As recruiters in the analytical space for almost 40 years, our first reaction was eh, Data Science, just another name for statistical analysis. We were wrong. Data Science requires a set of skills that includes statistics but isn’t limited to statistical analysis. Silicon Valley question-and-answer website, Quora.com had some interesting exchanges on this topic.
Statisticians are assumed to distance themselves from the “nitty-gritty details of real world data” says Alex Blocker, a Harvard PhD in Statistics. Another PhD in Statistics, Michael Hochster from Stanford, says, “Statisticians have a well-deserved reputation for focusing on issues no one cares about, for encouraging ritualistic application of our methods, and for being terrible communicators.” Xiao-Li Meng, former chair of the Harvard Statistics Department, is “uncomfortable saying that we need data science without ever mentioning statistics.” Dr. Meng goes on to ask that while, “we need to adapt to the new data environment in a proactive manner, can we make this into an information-preserving transformation? How do we continue thinking about the big picture of statistics, such as bias variance tradeoff, minimizing information loss, conditioning, choosing the right replications, while revamping the parts of statistics inappropriate for modern applications?”

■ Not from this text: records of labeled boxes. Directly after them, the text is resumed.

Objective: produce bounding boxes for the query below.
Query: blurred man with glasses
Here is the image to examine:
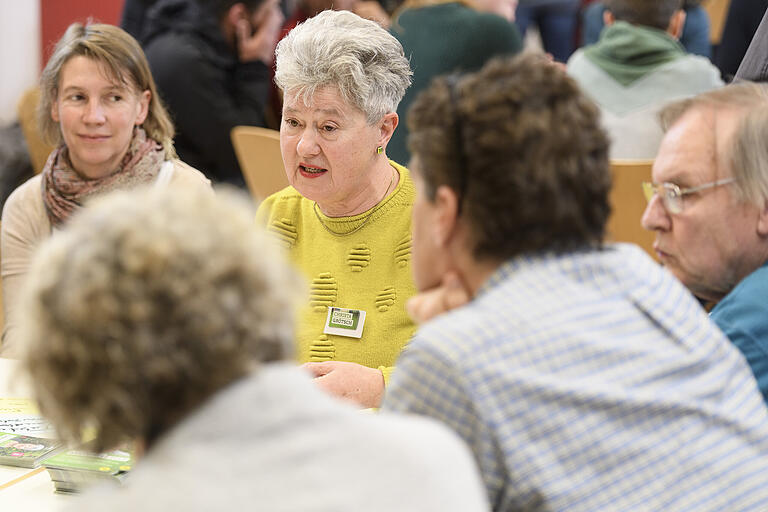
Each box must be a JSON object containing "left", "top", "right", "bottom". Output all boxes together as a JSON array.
[{"left": 642, "top": 82, "right": 768, "bottom": 402}]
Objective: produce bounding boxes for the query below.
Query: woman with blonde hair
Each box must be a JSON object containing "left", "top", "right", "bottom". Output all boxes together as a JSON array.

Michael Hochster, our aforementioned Stanford PhD in Statistics, offers some perspective on what statistics do offer in this data science world.

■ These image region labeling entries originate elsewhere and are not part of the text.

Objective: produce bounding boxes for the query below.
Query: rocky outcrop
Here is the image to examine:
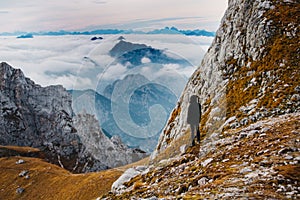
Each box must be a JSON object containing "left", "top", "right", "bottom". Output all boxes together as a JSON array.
[
  {"left": 153, "top": 0, "right": 300, "bottom": 161},
  {"left": 74, "top": 113, "right": 147, "bottom": 171},
  {"left": 0, "top": 63, "right": 146, "bottom": 172},
  {"left": 103, "top": 0, "right": 300, "bottom": 199},
  {"left": 0, "top": 63, "right": 82, "bottom": 170}
]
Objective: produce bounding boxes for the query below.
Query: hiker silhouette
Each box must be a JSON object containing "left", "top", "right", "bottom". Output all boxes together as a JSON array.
[{"left": 187, "top": 95, "right": 201, "bottom": 146}]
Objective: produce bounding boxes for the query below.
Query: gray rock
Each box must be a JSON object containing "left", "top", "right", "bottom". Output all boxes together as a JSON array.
[
  {"left": 16, "top": 159, "right": 25, "bottom": 165},
  {"left": 0, "top": 63, "right": 146, "bottom": 172}
]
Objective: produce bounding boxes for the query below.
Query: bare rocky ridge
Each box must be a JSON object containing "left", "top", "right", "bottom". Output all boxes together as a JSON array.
[
  {"left": 103, "top": 0, "right": 300, "bottom": 199},
  {"left": 152, "top": 0, "right": 300, "bottom": 161},
  {"left": 0, "top": 63, "right": 146, "bottom": 172}
]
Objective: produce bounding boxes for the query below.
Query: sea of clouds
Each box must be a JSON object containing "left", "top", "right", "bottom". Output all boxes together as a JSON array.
[{"left": 0, "top": 34, "right": 213, "bottom": 89}]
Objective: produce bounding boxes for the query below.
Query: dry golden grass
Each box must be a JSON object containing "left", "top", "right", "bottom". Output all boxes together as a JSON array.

- “The habit of thinking about model’s underlying data. In many real data sets, the records are not even close to independent. Values may be censored or truncated or missing non-randomly. Data is often sampled in biased ways that need to be taken into account. In these situations, black-box prediction won’t be enough, you actually have to think about what things mean. Statisticians get this, data scientists not so much.

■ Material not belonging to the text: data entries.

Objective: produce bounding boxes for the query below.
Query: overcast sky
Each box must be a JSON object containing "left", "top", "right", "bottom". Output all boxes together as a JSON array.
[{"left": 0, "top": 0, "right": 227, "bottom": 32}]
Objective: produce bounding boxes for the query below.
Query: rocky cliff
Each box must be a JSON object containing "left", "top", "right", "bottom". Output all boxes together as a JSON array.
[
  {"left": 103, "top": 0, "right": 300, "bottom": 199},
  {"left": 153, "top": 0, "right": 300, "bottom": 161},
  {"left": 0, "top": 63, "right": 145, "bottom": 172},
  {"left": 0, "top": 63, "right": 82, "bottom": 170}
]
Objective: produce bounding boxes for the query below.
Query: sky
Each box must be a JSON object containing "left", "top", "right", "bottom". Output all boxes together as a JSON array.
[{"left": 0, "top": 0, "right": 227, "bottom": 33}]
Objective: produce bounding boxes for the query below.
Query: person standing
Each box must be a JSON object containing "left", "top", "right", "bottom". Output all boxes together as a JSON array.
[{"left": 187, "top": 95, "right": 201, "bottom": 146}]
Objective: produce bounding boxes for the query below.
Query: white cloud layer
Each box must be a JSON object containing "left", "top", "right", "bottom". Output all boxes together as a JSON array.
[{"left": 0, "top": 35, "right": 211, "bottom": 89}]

- Collecting data efficiently. Statisticians put more thought into survey sampling methods and experimental design than most others.
- Appropriate skepticism about storytelling. Statisticians know that if you fish through data you will find something. It takes discipline not to do this in a pernicious way, and data scientists from other backgrounds haven’t internalized this as well.
- Awareness of the pitfalls of seemingly simple analysis. Simpson’s Paradox is not just a sidebar in a textbook, it comes up over and over in the real world. Statisticians are often bitten by it, but at least they know what is biting them.” (For the uninitiated, Simpson’s paradox is a phenomenon in probability and statistics in which a trend appears in several different groups of data but disappears or reverses when these groups are combined.)
So what does all this say about the need to rebrand Statistics? As a foundational tool within Data Science, statistical expertise is critical to doing informed, informative research. The data scientist must, however, have more skills in their toolbox including experience with large scale engineering systems and strong interpretive and presentation skills both graphical and verbal. Individuals have grasped the need to expand their skills beyond statistics and understand, too, the need to define themselves correctly to the marketplace, both for clarity and for their own marketability.